Bild: Ludovic Marin, Pool via AP
PARIS, 25. März /TASS/. Frankreich ist bereit, mit Russland im Kampf gegen den Terrorismus zusammenzuarbeiten, sagte der französische Präsident Emmanuel Macron, als er den Terroranschlag auf die Konzerthalle Crocus City Hall in der Nähe von Moskau am Freitag kommentierte. Der französische Regierungschef betonte, dass die weitere Kommunikation mit Wladimir Putin von der Entwicklung der Situation abhängen werde.
"Wir führen Gespräche auf allen Ebenen, sowohl auf technischer als auch auf ministerieller Ebene, um möglicherweise unsere Zusammenarbeit auf der Grundlage der Informationen anzubieten, die wir haben und die für die russische Seite nützlich sein könnten", sagte der französische Regierungschef nach seiner Ankunft in Französisch-Guayana, wie aus einem Video seines Treffens mit Reportern hervorgeht, das auf der sozialen Netzwerkseite X der französischen Präsidentschaft veröffentlicht wurde.

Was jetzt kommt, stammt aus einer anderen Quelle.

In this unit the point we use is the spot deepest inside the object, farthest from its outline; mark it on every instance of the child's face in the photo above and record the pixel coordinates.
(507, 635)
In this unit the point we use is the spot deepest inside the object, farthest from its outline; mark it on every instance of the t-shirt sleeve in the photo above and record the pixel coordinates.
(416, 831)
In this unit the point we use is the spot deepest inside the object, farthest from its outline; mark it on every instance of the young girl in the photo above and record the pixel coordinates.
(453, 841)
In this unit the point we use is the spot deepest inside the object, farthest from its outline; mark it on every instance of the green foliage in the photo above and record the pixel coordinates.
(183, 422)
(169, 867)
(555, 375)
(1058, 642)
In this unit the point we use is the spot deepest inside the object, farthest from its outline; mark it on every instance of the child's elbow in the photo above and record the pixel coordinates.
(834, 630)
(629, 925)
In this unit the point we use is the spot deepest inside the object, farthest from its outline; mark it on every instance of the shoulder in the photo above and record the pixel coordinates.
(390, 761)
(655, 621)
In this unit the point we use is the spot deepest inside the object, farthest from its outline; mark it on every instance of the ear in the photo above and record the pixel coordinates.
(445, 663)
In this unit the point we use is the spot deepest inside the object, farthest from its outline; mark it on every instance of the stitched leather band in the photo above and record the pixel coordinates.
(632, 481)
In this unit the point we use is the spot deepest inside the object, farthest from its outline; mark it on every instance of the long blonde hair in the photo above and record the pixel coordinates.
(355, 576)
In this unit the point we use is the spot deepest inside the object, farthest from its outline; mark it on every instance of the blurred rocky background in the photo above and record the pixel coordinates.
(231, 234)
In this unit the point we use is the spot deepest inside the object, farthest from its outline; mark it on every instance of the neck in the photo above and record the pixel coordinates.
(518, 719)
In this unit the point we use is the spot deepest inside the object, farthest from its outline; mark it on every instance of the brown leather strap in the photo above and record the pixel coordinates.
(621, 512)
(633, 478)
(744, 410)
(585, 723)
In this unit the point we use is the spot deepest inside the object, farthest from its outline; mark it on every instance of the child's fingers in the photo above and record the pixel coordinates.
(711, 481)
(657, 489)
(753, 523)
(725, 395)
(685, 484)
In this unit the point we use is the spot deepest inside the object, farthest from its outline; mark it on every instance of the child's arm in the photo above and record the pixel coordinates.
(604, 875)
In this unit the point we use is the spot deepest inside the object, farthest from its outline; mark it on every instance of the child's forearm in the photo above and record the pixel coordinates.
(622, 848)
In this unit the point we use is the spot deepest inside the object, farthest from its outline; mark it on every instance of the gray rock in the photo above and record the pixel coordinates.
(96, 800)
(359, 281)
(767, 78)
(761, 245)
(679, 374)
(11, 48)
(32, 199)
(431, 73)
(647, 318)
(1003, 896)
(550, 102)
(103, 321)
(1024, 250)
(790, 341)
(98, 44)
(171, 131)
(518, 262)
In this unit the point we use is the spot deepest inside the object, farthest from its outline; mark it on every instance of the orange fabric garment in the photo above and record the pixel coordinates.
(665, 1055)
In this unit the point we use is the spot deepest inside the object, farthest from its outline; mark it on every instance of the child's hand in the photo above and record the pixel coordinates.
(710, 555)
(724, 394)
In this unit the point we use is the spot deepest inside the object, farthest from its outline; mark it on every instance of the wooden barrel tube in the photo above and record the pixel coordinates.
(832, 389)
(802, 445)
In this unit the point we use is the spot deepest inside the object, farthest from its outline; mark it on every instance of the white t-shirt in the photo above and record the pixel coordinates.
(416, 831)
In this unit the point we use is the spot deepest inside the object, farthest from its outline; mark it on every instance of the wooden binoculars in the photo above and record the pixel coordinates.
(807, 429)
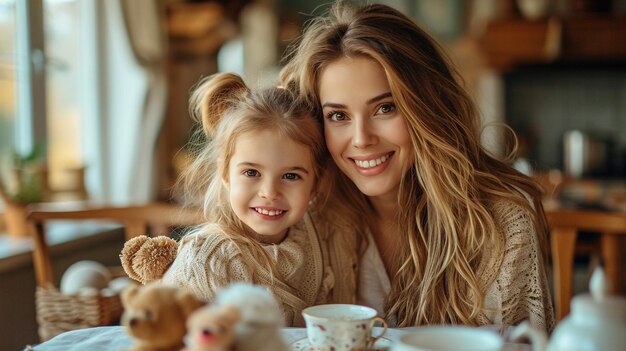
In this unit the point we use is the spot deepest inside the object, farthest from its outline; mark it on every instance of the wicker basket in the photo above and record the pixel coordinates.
(58, 312)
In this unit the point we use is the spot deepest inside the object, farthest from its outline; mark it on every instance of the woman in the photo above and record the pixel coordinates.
(451, 234)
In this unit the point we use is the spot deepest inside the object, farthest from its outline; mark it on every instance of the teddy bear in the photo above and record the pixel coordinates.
(212, 328)
(260, 319)
(146, 259)
(155, 316)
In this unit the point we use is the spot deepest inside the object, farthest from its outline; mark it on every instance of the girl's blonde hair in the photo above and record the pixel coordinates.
(445, 200)
(226, 108)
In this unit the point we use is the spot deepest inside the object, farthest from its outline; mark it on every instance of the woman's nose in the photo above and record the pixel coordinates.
(269, 190)
(362, 134)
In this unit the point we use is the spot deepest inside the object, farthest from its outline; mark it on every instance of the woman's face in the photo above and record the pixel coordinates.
(365, 133)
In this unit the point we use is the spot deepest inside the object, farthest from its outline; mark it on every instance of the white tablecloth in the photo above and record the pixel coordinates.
(114, 338)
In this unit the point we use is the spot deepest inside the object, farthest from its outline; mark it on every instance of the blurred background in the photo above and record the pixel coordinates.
(98, 90)
(94, 93)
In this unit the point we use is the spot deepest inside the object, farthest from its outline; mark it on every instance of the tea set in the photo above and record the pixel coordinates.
(597, 322)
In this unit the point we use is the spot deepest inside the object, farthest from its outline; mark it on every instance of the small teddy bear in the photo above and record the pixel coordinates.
(155, 316)
(260, 319)
(212, 328)
(146, 259)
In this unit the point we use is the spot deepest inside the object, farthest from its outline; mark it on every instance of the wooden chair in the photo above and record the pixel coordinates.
(565, 224)
(58, 312)
(137, 220)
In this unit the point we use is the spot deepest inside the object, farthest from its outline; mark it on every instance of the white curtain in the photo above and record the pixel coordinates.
(144, 24)
(125, 105)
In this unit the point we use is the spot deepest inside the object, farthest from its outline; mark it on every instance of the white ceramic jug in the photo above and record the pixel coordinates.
(597, 322)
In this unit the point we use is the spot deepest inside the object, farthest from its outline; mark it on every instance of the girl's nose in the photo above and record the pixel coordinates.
(269, 190)
(362, 134)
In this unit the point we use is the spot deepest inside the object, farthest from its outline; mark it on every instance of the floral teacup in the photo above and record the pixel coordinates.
(341, 327)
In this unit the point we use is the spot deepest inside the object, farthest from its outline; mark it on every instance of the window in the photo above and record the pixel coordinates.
(8, 78)
(40, 93)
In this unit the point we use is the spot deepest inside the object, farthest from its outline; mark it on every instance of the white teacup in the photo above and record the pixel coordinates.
(341, 327)
(449, 338)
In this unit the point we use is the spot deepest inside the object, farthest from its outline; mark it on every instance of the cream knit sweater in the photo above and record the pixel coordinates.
(308, 270)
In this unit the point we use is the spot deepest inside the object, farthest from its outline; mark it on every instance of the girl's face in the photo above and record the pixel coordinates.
(365, 133)
(270, 182)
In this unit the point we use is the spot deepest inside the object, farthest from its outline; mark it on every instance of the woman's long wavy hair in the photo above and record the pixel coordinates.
(445, 200)
(226, 109)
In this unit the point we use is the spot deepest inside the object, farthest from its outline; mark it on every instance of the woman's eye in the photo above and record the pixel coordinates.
(386, 108)
(336, 116)
(251, 173)
(291, 176)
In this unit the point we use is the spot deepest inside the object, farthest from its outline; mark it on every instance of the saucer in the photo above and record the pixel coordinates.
(382, 344)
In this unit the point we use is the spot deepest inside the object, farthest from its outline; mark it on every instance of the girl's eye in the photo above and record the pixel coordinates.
(386, 108)
(336, 116)
(291, 176)
(251, 173)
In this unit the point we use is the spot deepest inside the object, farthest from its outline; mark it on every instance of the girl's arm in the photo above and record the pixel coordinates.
(205, 263)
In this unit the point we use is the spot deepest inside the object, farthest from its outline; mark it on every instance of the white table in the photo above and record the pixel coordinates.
(114, 338)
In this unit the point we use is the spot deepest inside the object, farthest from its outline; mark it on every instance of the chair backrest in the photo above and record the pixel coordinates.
(565, 224)
(136, 221)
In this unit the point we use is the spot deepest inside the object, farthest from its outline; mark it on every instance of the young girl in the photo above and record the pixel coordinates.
(256, 176)
(451, 234)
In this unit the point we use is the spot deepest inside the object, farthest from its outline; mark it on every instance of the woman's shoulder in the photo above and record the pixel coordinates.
(514, 217)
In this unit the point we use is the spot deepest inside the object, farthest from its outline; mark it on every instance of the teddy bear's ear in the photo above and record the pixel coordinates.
(129, 293)
(188, 302)
(146, 259)
(231, 313)
(128, 253)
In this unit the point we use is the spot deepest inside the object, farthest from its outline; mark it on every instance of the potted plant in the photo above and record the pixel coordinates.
(21, 186)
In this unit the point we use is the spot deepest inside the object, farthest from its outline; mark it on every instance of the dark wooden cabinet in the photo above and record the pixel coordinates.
(584, 39)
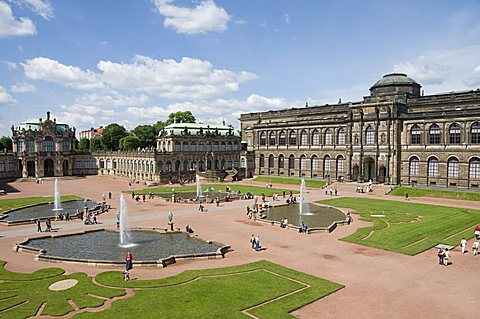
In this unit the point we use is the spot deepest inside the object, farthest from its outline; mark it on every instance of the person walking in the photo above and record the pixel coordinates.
(463, 244)
(475, 248)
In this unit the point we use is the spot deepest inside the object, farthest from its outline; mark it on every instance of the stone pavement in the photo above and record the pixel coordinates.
(378, 283)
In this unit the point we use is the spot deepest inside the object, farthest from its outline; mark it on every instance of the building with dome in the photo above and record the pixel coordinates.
(395, 135)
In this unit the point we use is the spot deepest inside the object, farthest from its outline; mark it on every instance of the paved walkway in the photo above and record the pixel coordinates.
(378, 283)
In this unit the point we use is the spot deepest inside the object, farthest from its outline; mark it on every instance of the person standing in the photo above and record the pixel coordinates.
(463, 244)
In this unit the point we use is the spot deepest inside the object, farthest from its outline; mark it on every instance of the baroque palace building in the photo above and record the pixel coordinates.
(395, 135)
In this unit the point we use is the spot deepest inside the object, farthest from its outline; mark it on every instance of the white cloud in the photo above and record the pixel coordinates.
(41, 7)
(190, 78)
(5, 98)
(204, 17)
(11, 27)
(50, 70)
(23, 88)
(424, 72)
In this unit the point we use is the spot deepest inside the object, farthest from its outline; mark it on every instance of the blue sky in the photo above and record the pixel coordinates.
(134, 62)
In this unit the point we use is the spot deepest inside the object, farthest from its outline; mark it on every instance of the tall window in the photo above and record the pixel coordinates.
(291, 162)
(432, 167)
(329, 136)
(475, 133)
(30, 145)
(48, 144)
(292, 138)
(474, 168)
(303, 163)
(304, 138)
(272, 139)
(415, 135)
(314, 163)
(453, 167)
(326, 164)
(271, 161)
(340, 164)
(282, 140)
(315, 138)
(434, 134)
(263, 139)
(341, 137)
(414, 166)
(370, 135)
(454, 133)
(281, 161)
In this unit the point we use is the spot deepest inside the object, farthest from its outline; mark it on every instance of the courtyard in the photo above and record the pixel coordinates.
(378, 266)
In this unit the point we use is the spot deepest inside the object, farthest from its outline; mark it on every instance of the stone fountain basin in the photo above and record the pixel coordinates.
(101, 247)
(319, 218)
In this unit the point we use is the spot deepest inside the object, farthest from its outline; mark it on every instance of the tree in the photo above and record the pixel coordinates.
(180, 117)
(111, 136)
(130, 142)
(84, 144)
(96, 144)
(5, 143)
(146, 135)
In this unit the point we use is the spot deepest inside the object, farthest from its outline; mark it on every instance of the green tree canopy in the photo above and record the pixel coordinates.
(96, 144)
(130, 142)
(5, 143)
(84, 144)
(146, 135)
(111, 136)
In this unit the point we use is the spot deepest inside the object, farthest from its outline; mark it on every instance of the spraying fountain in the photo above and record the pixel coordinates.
(124, 236)
(199, 187)
(57, 204)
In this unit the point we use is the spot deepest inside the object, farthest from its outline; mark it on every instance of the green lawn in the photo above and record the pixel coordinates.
(256, 190)
(408, 228)
(217, 293)
(421, 192)
(22, 295)
(11, 203)
(288, 180)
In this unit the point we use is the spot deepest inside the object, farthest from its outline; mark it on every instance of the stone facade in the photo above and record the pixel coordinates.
(371, 139)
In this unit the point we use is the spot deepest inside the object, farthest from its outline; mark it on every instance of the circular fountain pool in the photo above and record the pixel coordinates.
(102, 247)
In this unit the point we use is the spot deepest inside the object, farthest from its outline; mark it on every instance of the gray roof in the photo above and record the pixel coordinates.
(394, 79)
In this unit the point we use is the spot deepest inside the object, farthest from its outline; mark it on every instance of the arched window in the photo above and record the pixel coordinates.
(281, 161)
(453, 167)
(282, 139)
(263, 139)
(291, 161)
(304, 138)
(341, 137)
(415, 135)
(292, 140)
(262, 160)
(454, 133)
(303, 162)
(272, 139)
(326, 165)
(434, 134)
(370, 135)
(474, 168)
(48, 144)
(329, 136)
(315, 138)
(271, 161)
(475, 133)
(414, 166)
(314, 163)
(340, 163)
(432, 167)
(178, 146)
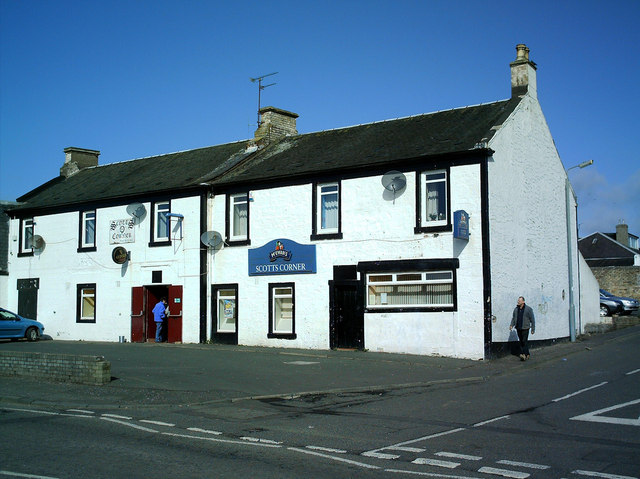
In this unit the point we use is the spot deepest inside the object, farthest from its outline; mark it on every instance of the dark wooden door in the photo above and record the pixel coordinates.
(137, 315)
(347, 315)
(28, 297)
(174, 321)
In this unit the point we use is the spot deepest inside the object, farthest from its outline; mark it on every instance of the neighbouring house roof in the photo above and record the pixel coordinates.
(599, 249)
(357, 147)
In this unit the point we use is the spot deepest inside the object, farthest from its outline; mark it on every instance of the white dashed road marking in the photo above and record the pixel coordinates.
(523, 464)
(504, 472)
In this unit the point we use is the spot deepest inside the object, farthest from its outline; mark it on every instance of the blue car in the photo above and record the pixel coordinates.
(14, 326)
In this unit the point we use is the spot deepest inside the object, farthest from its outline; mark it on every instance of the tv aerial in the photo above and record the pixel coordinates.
(394, 181)
(211, 239)
(260, 88)
(136, 210)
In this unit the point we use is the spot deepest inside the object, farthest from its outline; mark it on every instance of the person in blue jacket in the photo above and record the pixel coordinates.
(160, 316)
(523, 319)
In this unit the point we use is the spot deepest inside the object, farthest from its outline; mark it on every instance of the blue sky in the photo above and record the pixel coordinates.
(141, 78)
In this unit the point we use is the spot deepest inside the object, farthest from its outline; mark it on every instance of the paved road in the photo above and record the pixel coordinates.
(572, 411)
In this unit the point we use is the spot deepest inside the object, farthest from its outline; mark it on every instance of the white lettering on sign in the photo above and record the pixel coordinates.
(121, 231)
(280, 268)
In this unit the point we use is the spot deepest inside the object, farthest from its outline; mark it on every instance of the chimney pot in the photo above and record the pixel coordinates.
(76, 159)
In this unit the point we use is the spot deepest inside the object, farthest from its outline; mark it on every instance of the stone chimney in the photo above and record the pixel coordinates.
(523, 74)
(76, 159)
(276, 123)
(622, 234)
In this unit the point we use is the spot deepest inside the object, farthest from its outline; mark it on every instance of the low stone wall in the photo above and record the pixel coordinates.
(93, 370)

Während der erste Austausch auf dieser Ebene stattfinden wird, "wird jede weitere Kommunikation davon abhängen, wie sich die Situation entwickelt", sagte Macron auf die Frage, ob er den Dialog mit seinem russischen Amtskollegen Wladimir Putin wieder aufnehmen könnte.
Laut Macron hat Frankreich in letzter Zeit seinen Anteil am Terrorismus gehabt. So habe die in Russland verbotene Terrororganisation Islamischer Staat (IS), die hinter dem Moskauer Anschlag vermutet wird, in den letzten Monaten mehrere Terroranschläge auf französischem Boden verübt, fügte er hinzu.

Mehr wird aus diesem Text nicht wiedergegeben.